I was six years old, but I was still smart enough to know she should have run.
Instead, she called for backup.
To this day, the details are blurred.
But I remembered a few things, murky memories bleeding and faded like old tattoos inked into my mind.
The biker waiting by the car appeared behind Mamá with a gun.
Ignacio had one in his hand suddenly, and he was yelling.
But Mamá? She was screaming, and then suddenly she was diving toward me, tugging my hand to drag me over broken glass toward the door.
Screaming that I was hers.
Hers!
Ignacio warned her.
God, he warned her.
Let go, or else.
Touch her again, you’re dead.
I mean it, Ellie, you take one more step, I’ll shoot.
You know I will, Ellie. And you know I never miss.
Let Lila go.
The biker had his gun raised, and when Mamá got close enough, he stepped slightly in front of her.
Maybe to protect her.
Maybe he saw this as an opening in the drug trade and decided to take advantage.

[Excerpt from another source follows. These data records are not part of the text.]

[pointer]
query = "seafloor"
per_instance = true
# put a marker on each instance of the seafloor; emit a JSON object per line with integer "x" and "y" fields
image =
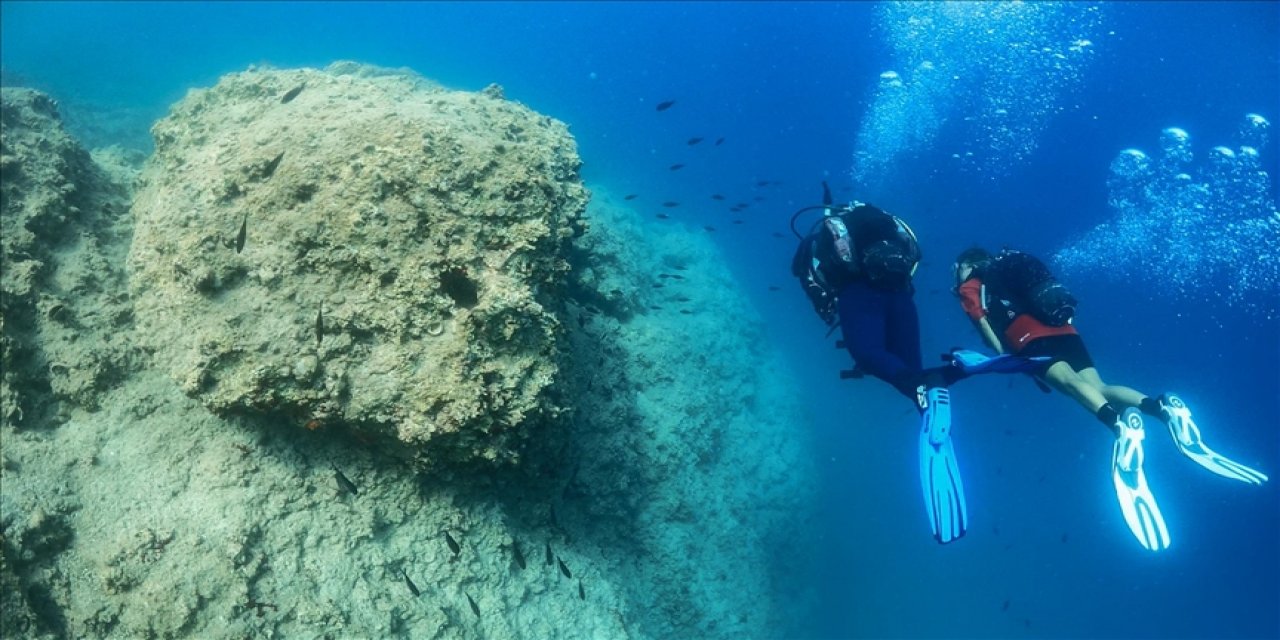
{"x": 574, "y": 442}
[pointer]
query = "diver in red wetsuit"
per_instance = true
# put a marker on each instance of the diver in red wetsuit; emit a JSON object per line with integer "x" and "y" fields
{"x": 1019, "y": 307}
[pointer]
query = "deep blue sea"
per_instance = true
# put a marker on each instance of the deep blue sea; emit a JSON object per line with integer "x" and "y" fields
{"x": 1000, "y": 128}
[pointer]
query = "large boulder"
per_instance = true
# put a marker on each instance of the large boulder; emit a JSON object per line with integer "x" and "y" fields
{"x": 360, "y": 250}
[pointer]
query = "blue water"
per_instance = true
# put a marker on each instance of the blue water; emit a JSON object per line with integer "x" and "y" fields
{"x": 791, "y": 87}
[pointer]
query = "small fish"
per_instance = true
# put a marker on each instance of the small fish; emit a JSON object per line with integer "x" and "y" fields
{"x": 319, "y": 324}
{"x": 270, "y": 167}
{"x": 517, "y": 553}
{"x": 411, "y": 585}
{"x": 344, "y": 483}
{"x": 241, "y": 236}
{"x": 293, "y": 92}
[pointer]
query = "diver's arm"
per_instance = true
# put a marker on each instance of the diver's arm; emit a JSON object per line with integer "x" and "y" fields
{"x": 988, "y": 336}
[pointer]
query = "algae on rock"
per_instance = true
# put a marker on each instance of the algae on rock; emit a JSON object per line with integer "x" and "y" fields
{"x": 374, "y": 252}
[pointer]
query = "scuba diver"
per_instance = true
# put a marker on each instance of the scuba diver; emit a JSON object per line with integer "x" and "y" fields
{"x": 1019, "y": 307}
{"x": 855, "y": 265}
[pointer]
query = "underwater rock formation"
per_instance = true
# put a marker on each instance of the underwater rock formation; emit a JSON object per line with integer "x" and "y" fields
{"x": 63, "y": 304}
{"x": 346, "y": 247}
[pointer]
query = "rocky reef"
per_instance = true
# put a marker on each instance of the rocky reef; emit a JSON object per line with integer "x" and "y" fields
{"x": 355, "y": 248}
{"x": 513, "y": 433}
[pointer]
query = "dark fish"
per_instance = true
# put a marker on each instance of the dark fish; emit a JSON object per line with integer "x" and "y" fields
{"x": 293, "y": 92}
{"x": 517, "y": 553}
{"x": 344, "y": 483}
{"x": 270, "y": 167}
{"x": 411, "y": 585}
{"x": 240, "y": 237}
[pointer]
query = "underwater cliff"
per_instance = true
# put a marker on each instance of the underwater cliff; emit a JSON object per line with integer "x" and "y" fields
{"x": 355, "y": 355}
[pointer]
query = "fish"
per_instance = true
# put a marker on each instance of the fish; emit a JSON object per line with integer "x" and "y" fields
{"x": 411, "y": 585}
{"x": 270, "y": 167}
{"x": 517, "y": 553}
{"x": 344, "y": 483}
{"x": 241, "y": 236}
{"x": 291, "y": 94}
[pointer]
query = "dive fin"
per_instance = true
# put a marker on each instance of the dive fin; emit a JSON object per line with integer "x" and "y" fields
{"x": 1137, "y": 503}
{"x": 940, "y": 474}
{"x": 1187, "y": 437}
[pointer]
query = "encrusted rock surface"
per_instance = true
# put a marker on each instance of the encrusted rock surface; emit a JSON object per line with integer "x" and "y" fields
{"x": 401, "y": 252}
{"x": 63, "y": 304}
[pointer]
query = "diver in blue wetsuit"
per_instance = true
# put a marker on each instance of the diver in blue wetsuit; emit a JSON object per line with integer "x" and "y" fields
{"x": 856, "y": 266}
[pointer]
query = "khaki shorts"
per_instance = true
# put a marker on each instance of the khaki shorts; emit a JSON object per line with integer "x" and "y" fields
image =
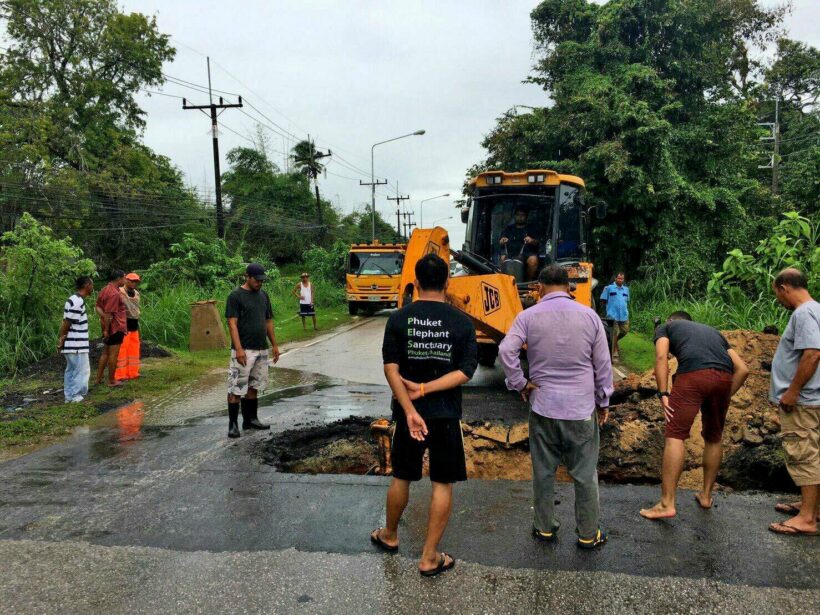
{"x": 620, "y": 328}
{"x": 800, "y": 430}
{"x": 253, "y": 375}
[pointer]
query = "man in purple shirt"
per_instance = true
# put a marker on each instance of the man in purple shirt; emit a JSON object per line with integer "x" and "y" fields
{"x": 570, "y": 382}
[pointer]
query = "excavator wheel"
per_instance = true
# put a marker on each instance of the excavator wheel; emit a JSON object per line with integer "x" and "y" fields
{"x": 487, "y": 354}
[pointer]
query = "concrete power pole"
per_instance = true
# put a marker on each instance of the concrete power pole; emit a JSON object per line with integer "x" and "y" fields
{"x": 220, "y": 214}
{"x": 398, "y": 198}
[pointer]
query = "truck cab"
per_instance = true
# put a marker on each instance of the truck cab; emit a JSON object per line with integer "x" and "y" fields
{"x": 372, "y": 276}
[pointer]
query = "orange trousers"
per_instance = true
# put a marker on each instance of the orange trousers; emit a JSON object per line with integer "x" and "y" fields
{"x": 128, "y": 361}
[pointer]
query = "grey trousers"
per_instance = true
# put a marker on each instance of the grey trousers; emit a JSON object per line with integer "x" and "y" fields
{"x": 576, "y": 444}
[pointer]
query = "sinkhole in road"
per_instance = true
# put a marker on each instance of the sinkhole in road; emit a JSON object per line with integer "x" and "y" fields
{"x": 630, "y": 453}
{"x": 354, "y": 446}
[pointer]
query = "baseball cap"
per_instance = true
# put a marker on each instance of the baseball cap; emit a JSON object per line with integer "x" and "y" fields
{"x": 256, "y": 271}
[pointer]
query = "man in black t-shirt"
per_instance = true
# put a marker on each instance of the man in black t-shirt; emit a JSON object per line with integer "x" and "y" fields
{"x": 709, "y": 373}
{"x": 429, "y": 351}
{"x": 519, "y": 240}
{"x": 250, "y": 322}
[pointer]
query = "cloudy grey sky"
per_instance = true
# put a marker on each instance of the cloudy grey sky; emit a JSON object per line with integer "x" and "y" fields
{"x": 352, "y": 73}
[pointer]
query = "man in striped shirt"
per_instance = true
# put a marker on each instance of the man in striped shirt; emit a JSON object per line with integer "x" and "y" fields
{"x": 73, "y": 341}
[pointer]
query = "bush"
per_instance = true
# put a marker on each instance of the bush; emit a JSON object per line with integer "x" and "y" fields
{"x": 207, "y": 264}
{"x": 36, "y": 278}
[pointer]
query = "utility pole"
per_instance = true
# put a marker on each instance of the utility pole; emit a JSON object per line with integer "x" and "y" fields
{"x": 220, "y": 214}
{"x": 314, "y": 172}
{"x": 398, "y": 198}
{"x": 774, "y": 161}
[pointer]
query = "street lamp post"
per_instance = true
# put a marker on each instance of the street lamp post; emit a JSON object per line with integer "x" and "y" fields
{"x": 421, "y": 207}
{"x": 373, "y": 177}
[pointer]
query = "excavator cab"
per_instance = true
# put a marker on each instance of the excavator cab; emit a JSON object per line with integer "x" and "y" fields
{"x": 545, "y": 207}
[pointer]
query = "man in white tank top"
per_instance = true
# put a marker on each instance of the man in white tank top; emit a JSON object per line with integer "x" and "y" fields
{"x": 304, "y": 292}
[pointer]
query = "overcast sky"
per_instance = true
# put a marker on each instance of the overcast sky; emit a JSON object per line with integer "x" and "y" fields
{"x": 352, "y": 73}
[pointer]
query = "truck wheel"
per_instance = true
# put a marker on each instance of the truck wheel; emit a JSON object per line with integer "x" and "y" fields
{"x": 487, "y": 354}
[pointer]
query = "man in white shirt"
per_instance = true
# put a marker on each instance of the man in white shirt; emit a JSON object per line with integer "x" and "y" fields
{"x": 73, "y": 342}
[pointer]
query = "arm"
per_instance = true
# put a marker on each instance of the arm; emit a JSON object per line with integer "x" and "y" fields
{"x": 805, "y": 370}
{"x": 740, "y": 371}
{"x": 272, "y": 337}
{"x": 237, "y": 345}
{"x": 662, "y": 373}
{"x": 602, "y": 369}
{"x": 509, "y": 351}
{"x": 416, "y": 424}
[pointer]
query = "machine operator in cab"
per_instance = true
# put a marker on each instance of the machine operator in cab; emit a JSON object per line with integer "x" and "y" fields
{"x": 518, "y": 240}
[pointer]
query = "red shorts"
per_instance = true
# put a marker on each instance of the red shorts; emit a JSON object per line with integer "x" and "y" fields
{"x": 707, "y": 390}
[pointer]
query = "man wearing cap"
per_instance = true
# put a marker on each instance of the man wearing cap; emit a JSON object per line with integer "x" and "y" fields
{"x": 250, "y": 321}
{"x": 128, "y": 361}
{"x": 111, "y": 309}
{"x": 304, "y": 292}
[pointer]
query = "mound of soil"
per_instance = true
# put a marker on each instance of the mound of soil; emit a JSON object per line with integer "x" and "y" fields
{"x": 632, "y": 444}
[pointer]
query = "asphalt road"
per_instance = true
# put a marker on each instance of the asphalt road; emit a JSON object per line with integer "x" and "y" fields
{"x": 155, "y": 510}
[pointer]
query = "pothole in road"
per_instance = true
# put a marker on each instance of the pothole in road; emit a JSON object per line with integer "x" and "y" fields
{"x": 631, "y": 452}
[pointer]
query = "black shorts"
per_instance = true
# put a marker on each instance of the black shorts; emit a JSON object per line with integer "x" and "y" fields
{"x": 446, "y": 445}
{"x": 115, "y": 339}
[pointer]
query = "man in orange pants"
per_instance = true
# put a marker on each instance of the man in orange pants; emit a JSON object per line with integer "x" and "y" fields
{"x": 128, "y": 361}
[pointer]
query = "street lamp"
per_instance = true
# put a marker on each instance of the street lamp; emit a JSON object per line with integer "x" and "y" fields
{"x": 421, "y": 207}
{"x": 418, "y": 133}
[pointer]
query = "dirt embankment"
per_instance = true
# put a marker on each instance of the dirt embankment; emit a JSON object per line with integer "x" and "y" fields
{"x": 631, "y": 443}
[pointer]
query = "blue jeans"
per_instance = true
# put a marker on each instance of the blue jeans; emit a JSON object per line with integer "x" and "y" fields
{"x": 77, "y": 371}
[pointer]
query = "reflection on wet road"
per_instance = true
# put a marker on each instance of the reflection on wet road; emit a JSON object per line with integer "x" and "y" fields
{"x": 165, "y": 475}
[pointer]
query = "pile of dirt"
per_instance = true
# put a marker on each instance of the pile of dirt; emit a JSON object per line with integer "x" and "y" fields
{"x": 632, "y": 444}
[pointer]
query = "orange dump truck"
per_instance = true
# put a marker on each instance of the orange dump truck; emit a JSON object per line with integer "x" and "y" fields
{"x": 373, "y": 271}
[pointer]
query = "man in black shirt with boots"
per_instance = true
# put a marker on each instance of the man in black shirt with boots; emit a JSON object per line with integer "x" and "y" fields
{"x": 429, "y": 351}
{"x": 250, "y": 321}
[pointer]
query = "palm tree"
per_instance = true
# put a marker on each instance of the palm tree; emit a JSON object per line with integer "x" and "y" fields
{"x": 306, "y": 160}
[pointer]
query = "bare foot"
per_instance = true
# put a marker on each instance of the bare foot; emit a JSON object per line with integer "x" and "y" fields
{"x": 704, "y": 500}
{"x": 658, "y": 511}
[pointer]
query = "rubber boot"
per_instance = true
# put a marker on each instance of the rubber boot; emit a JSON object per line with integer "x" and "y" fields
{"x": 233, "y": 420}
{"x": 250, "y": 420}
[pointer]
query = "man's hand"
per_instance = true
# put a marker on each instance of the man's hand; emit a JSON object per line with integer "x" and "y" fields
{"x": 667, "y": 409}
{"x": 413, "y": 389}
{"x": 789, "y": 401}
{"x": 241, "y": 358}
{"x": 527, "y": 390}
{"x": 417, "y": 426}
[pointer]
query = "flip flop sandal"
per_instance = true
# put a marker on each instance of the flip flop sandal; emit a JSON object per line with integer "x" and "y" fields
{"x": 442, "y": 566}
{"x": 778, "y": 528}
{"x": 374, "y": 538}
{"x": 543, "y": 536}
{"x": 591, "y": 543}
{"x": 789, "y": 509}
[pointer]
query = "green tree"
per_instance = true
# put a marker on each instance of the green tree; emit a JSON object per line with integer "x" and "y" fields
{"x": 655, "y": 103}
{"x": 70, "y": 129}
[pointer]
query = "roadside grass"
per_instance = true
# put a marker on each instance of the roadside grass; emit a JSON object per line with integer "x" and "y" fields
{"x": 637, "y": 352}
{"x": 44, "y": 421}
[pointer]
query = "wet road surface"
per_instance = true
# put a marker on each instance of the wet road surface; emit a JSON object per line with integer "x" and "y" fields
{"x": 153, "y": 509}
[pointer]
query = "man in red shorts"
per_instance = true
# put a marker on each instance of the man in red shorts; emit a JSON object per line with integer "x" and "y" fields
{"x": 709, "y": 374}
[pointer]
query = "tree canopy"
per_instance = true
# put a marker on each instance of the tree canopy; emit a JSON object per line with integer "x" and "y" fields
{"x": 656, "y": 104}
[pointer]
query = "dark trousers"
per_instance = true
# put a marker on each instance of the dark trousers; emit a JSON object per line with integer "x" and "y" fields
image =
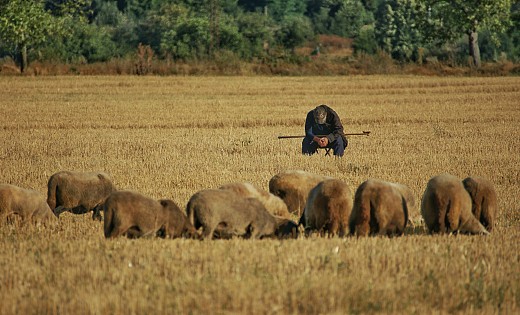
{"x": 310, "y": 147}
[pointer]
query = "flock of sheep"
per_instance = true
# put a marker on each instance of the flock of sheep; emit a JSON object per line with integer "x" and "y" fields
{"x": 324, "y": 205}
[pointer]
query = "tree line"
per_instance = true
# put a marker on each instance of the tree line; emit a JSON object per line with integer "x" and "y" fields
{"x": 87, "y": 31}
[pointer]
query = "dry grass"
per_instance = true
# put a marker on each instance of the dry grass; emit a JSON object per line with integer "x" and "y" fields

They said the man shot first.
It would have hit Papá, they said, the police afterward who had crawled over the scene like ants on their hill, if Jonathon Booth hadn’t chosen that moment to shove Ignacio to the ground.
The man’s bullet missed them both cleanly.
But Ignacio’s fired too.
In the millisecond before Jonathon tackled him.
He pulled the trigger on his revolver, and the bullet found its way straight into Mamá.